A sa naissance, il y a tout juste 200 ans, une grande partie de l'Italie est sous administration française et son bourg natal, Busseto est situé dans le département du Taro. Toute la carrière du musicien va se dérouler parallèlement à l'histoire de son pays et au Risorgimento dont son oeuvre se fera l'écho, et même la propagande, pour lutter contre l'emprise étrangère, française, puis autrichienne. On sait que le Va pensiero de Nabucco peut être considéré comme une sorte d'hymne national aujourd'hui encore, si l'on pense à Riccardo Muti haranguant Silvio Berlusconi à l'Opéra de Rome, avant que le public ne reprenne le Choeur des Hébreux à tue-tête. Cet engagement politique de la patrie opprimée parcourt toute l'oeuvre de Verdi. Dans I Lombardi alla prima crociata, le choeur O Signore del tetto natio vante sans aucune ambigüité la beauté de la terre natale. Son opéra "le plus ouvertement patriotique" reste La Battaglia di Legnano, dans lequel la violence des situations est extrême et, pourrait-on dire, parfaitement codifiée, comme elle le sera dans l'époque héroïque du cinéma soviétique (Jean-François Labie). Dans Attila, le roi des Huns est assimilé à l'envahisseur autrichien : Tu peux garder tout l'univers, pourvu que je conserve l'Italie lui chante Ezio. C'est à cette époque que les patriotes commencent à barbouiller les murs de Milan avec l'inscription Viva V.E.R.D.I. (Vittorio Emanuele Re D'Italia) pour narguer l'armée autrichienne.

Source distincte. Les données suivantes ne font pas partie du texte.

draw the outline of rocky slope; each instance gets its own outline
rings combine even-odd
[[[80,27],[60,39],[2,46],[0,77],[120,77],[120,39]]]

Verdi transporte son engagement politique à l'Opéra de Paris pour les Vêpres siciliennes où la version française est même plus virulente que sa transposition italienne. On retrouvera des traces de l'engagement politique de Verdi en filigrane dans des ouvrages comme Simon Bocanegra, Un ballo in maschera, la Forza del destino et, bien sûr, Don Carlo. Dans une certaine mesure un opéra comme La Traviata dénonce un système social dominé par les hommes en même temps qu'il reflète sa propre position et sa liaison avec la cantatrice Giuseppina Strepponi qui deviendra sa seconde épouse en 1859, à la suite d'un mariage secret contracté à Collonges-sous-Salève (photo ci-dessus) alors possession du Royaume de Sardaigne et aujourd'hui en Haute-Savoie, à quelques centaines de mètres de la frontière du canton suisse de Genève.

Une fois de plus il est passionnant de confronter l'histoire de l'art et celle de la musique ; cette exposition du musée de l'Orangerie consacrée aux macchiaioli nous en offre une belle occasion.